Ratnakarji, the state BJP's general secretary (organisation), said: "A new element is we will have two active workers (defined as those enlisting 100 dedicated members) and a five-member team in each of the 52,000 polling booths. They are updating the voter lists and hope to complete the task by June."
"Our ministers and MLAs have to spend three days in each assembly constituency to understand people's problems and try to resolve them," Ratnakarji added.
In the 2017 polls, the BJP suffered reverses in North Gujarat and Saurashtra against the backdrop of the Patidar (Patel) agitation for reservation.
"This time, we are confident of getting Patel votes," stressed Ratnakarji.
However, eight months before the elections, Gujarat is beset by a conflict between two Patel sects -- the Leuva and Kadva Patels -- for political sweepstakes.
Naresh Patel, an industrialist and chairman of the Leuva Patels' Khodaidham Temple Trust, was courted by the BJP and the Congress.
Patel came from a family of Congress supporters and, therefore, the Congress believes he will join the party.
"As yet there's no clarity," conceded a Congress source.
The CM is a Kadva Patel which is why the BJP is convinced it will swing the votes of the sect.

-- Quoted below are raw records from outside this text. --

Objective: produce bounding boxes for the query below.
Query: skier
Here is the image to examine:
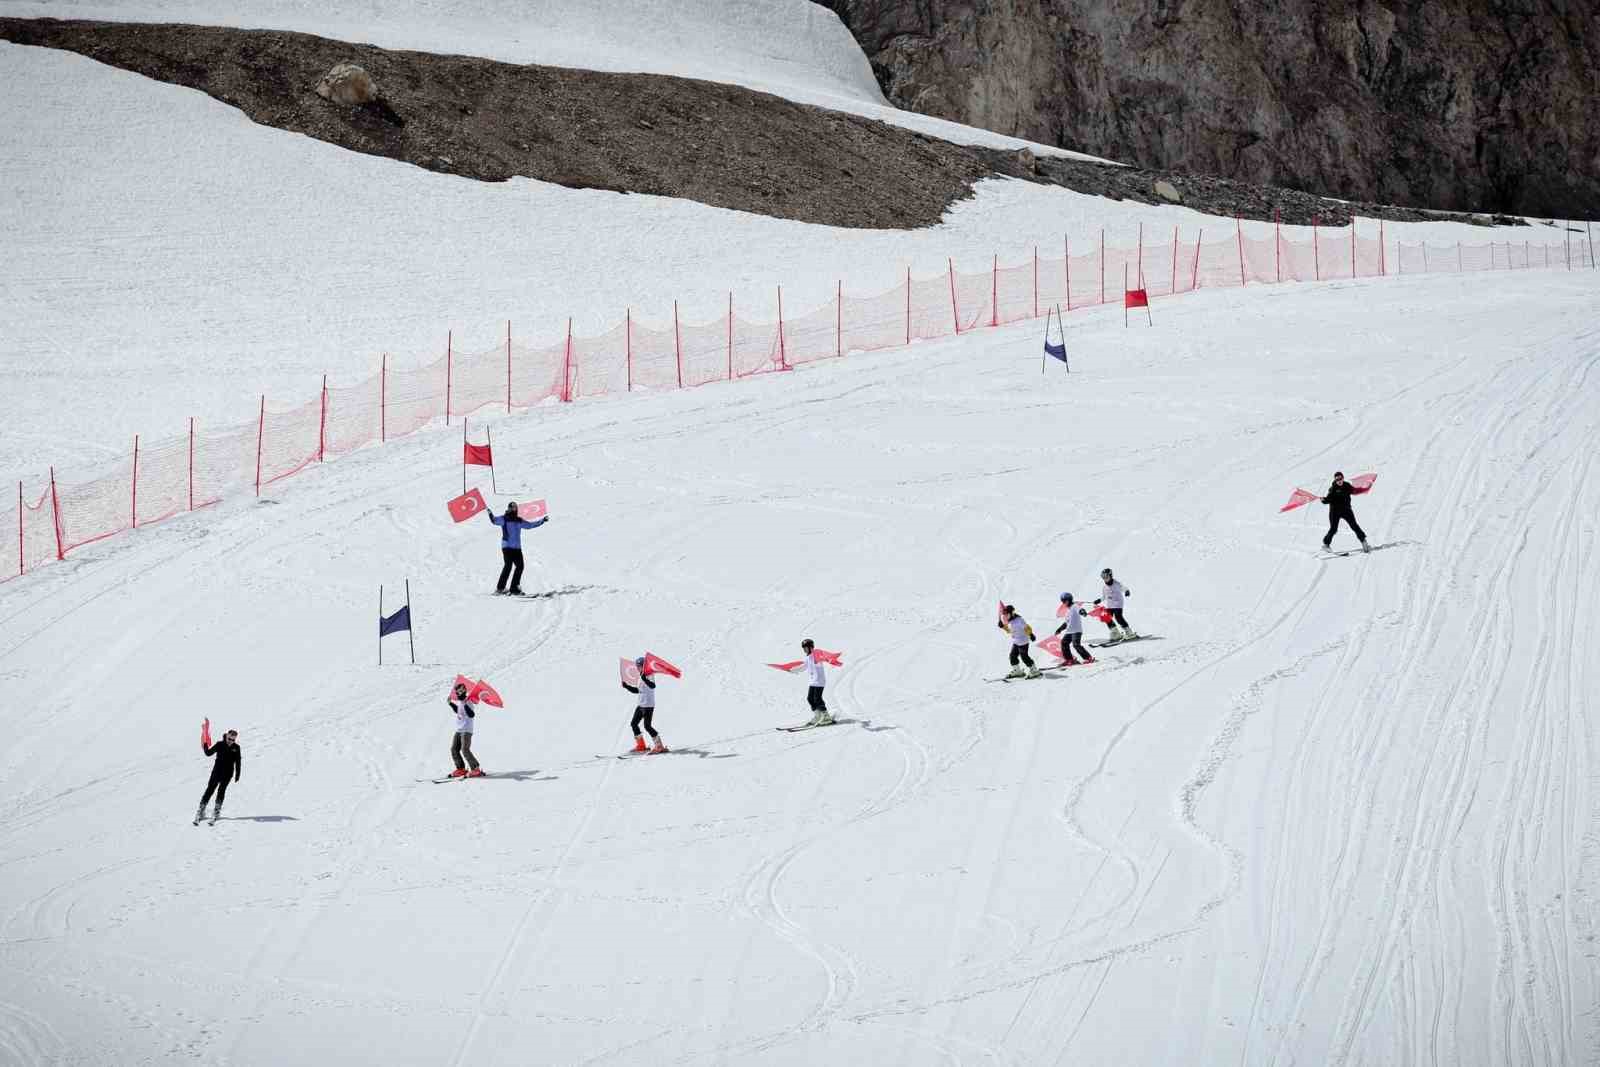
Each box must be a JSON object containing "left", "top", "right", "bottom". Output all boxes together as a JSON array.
[
  {"left": 1094, "top": 568, "right": 1137, "bottom": 642},
  {"left": 1053, "top": 593, "right": 1094, "bottom": 665},
  {"left": 195, "top": 728, "right": 241, "bottom": 825},
  {"left": 799, "top": 638, "right": 833, "bottom": 726},
  {"left": 487, "top": 501, "right": 549, "bottom": 596},
  {"left": 1320, "top": 471, "right": 1369, "bottom": 553},
  {"left": 623, "top": 657, "right": 667, "bottom": 753},
  {"left": 999, "top": 605, "right": 1042, "bottom": 679},
  {"left": 447, "top": 681, "right": 484, "bottom": 778}
]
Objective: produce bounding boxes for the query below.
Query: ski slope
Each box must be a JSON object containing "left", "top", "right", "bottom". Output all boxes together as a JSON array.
[{"left": 1, "top": 270, "right": 1596, "bottom": 1065}]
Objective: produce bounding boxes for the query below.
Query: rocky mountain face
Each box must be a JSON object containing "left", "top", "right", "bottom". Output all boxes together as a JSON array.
[{"left": 816, "top": 0, "right": 1600, "bottom": 218}]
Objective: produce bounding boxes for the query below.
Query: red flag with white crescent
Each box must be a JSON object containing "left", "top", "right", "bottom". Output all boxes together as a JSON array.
[{"left": 448, "top": 488, "right": 487, "bottom": 523}]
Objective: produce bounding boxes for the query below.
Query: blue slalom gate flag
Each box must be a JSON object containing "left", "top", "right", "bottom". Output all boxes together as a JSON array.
[
  {"left": 1044, "top": 339, "right": 1068, "bottom": 364},
  {"left": 379, "top": 605, "right": 411, "bottom": 637},
  {"left": 1041, "top": 305, "right": 1068, "bottom": 373}
]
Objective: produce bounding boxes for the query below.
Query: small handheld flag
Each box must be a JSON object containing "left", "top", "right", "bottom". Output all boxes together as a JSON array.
[
  {"left": 620, "top": 657, "right": 642, "bottom": 687},
  {"left": 201, "top": 717, "right": 212, "bottom": 750},
  {"left": 520, "top": 499, "right": 548, "bottom": 520},
  {"left": 640, "top": 652, "right": 682, "bottom": 679},
  {"left": 768, "top": 660, "right": 805, "bottom": 673},
  {"left": 1036, "top": 635, "right": 1064, "bottom": 659},
  {"left": 448, "top": 488, "right": 487, "bottom": 523},
  {"left": 1279, "top": 488, "right": 1319, "bottom": 513},
  {"left": 452, "top": 674, "right": 504, "bottom": 708},
  {"left": 1349, "top": 472, "right": 1377, "bottom": 494}
]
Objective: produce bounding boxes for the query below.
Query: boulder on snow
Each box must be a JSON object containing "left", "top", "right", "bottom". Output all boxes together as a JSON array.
[
  {"left": 1014, "top": 147, "right": 1038, "bottom": 174},
  {"left": 1154, "top": 178, "right": 1182, "bottom": 202},
  {"left": 316, "top": 63, "right": 378, "bottom": 106}
]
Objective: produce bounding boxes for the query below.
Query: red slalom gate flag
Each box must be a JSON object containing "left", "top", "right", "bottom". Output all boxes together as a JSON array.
[
  {"left": 520, "top": 499, "right": 548, "bottom": 520},
  {"left": 1124, "top": 288, "right": 1150, "bottom": 309},
  {"left": 1036, "top": 635, "right": 1064, "bottom": 659},
  {"left": 448, "top": 487, "right": 487, "bottom": 523},
  {"left": 1349, "top": 472, "right": 1377, "bottom": 494},
  {"left": 641, "top": 652, "right": 682, "bottom": 678},
  {"left": 1280, "top": 488, "right": 1319, "bottom": 513},
  {"left": 201, "top": 718, "right": 211, "bottom": 750},
  {"left": 619, "top": 657, "right": 642, "bottom": 687},
  {"left": 464, "top": 441, "right": 494, "bottom": 466}
]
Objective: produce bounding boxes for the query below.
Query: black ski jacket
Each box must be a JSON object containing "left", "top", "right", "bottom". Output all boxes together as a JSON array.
[
  {"left": 1323, "top": 481, "right": 1357, "bottom": 515},
  {"left": 205, "top": 740, "right": 242, "bottom": 782}
]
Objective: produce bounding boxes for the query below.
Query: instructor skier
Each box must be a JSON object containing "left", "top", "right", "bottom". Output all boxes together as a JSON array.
[
  {"left": 487, "top": 501, "right": 549, "bottom": 596},
  {"left": 1320, "top": 471, "right": 1370, "bottom": 553},
  {"left": 195, "top": 728, "right": 241, "bottom": 825}
]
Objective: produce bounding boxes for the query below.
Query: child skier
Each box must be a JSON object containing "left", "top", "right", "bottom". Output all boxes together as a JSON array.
[
  {"left": 447, "top": 681, "right": 483, "bottom": 778},
  {"left": 1320, "top": 471, "right": 1370, "bottom": 552},
  {"left": 999, "top": 605, "right": 1041, "bottom": 679},
  {"left": 800, "top": 639, "right": 833, "bottom": 726},
  {"left": 1054, "top": 593, "right": 1094, "bottom": 665},
  {"left": 195, "top": 728, "right": 241, "bottom": 825},
  {"left": 623, "top": 657, "right": 667, "bottom": 753},
  {"left": 1094, "top": 568, "right": 1137, "bottom": 642},
  {"left": 487, "top": 501, "right": 549, "bottom": 595}
]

An added advantage in bringing Naresh Patel is that Raju Solanki, who heads the Madhanta Trust, a community organisation of the backward caste Kolis, is an ally of his.
The Kolis, divided into several sub-castes, constitute 24 per cent of the population and are spread across Saurashtra and central Gujarat.
Veteran Congressman Arjun Modhwadia projected a mixed picture of his party's prospects.
"There's no communal polarisation. The BJP must account for corruption and its law-and-order mismanagement. Although Gujarat never had a place for a third force, the Aam Aadmi Party could cut our votes to an extent."
Manish Doshi, Congress spokesperson, said: "Everything depends on our campaign and how effectively we expose the BJP's lies."